Student union wants its authority restored and its funds released while the case is being decided by the court
A judge will decide next week whether the RSU should continue to represent students while its lawsuit against Ryerson is before the courts.
The RSU appeared in Superior Court of Justice Friday, asking for an injunction that would require the university to honour its 1986 operating agreement, release the union’s withheld student fees and recognize the RSU as the official student union serving full-time students. Around 40 people attended the hearing, most with connections to the RSU.
The RSU is seeking the injunction as an interim measure while it waits for the court to hear its lawsuit against the university. The union sued Ryerson University for $2.7 million in damages over the termination of its operating agreement on Jan. 24.
Lawyers for the RSU argued before Justice Markus Koehnen that under the 1986 operating agreement, the university is not able to unilaterally terminate the agreement, and even if the court rules that the university could, Ryerson should have provided notice. The union’s third argument was that the termination has resulted in irreparable damage to students and the RSU.
The RSU’s lead lawyer, Alexi Wood, said that if the court doesn’t grant the injunction and release the withheld funds it could result in the RSU ceasing to exist and could compromise its ability to continue fighting its case in court.
Ryerson’s lawyer, Geoffrey Hall, argued that an injunction would put the Ryerson-facilitated process for electing a new student government on hold. Results for the March 4 and 5 election for a new student government structure were released just over an hour before the injunction hearing began. Elections for executive positions in the two new governance structures are set for April.

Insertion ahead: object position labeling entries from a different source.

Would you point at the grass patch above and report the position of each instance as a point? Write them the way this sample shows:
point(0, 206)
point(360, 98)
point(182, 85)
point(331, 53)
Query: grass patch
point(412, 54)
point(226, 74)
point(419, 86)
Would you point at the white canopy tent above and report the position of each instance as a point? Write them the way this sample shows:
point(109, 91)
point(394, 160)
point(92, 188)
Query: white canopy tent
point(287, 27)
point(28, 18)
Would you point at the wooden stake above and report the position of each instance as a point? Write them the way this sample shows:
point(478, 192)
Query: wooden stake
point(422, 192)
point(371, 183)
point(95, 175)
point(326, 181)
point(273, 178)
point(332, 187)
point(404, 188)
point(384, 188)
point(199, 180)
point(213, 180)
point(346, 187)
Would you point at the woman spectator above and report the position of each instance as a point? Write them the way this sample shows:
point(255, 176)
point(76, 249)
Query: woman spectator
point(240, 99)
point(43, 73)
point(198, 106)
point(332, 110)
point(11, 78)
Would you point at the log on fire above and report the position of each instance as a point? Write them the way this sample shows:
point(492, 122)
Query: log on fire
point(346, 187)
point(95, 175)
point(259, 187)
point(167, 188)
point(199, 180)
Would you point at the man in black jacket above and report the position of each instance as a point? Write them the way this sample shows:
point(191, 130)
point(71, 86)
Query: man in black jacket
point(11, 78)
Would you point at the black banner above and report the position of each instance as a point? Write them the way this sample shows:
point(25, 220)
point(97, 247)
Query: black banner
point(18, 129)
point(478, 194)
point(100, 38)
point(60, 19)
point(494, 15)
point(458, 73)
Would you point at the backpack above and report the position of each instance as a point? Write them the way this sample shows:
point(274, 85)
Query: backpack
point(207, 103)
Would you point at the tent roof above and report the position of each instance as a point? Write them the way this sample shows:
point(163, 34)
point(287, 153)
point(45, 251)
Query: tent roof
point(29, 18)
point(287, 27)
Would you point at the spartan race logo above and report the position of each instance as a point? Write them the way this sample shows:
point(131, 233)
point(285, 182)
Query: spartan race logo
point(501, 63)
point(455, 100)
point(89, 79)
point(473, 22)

Hall said that this would prevent students from being able to elect a new government before exam season in April and would reverse the progress that has been made so far.
Hall argued that Ryerson was justified in terminating the 1986 agreement under common law, citing concerns over transparency and turmoil within the current RSU administration. He said that stalled negotiations, failure of the RSU to present a full financial audit and the impeachment of multiple executives were factors that harmed the university’s faith in the RSU.
Wood countered that the impeachment of executives showed that the RSU’s governance structures were working and the union was holding those in power accountable.
Hall argued that Ryerson terminating the operating agreement did not harm Ryerson students because the university is still providing funding for key services and a new student government is already “being put in place by Ryerson students themselves.”
“The issue is not if there will be a student government, it’s who runs it,” he said. “While [the] RSU doesn’t like it, the fact they might not be the one administering the student government doesn’t mean there won’t be a student government, doesn’t mean there won’t be services.”
Wood said that the process for creating a new government structure was inherently damaging as it was “imposed on students,” and is “inherently undemocratic.”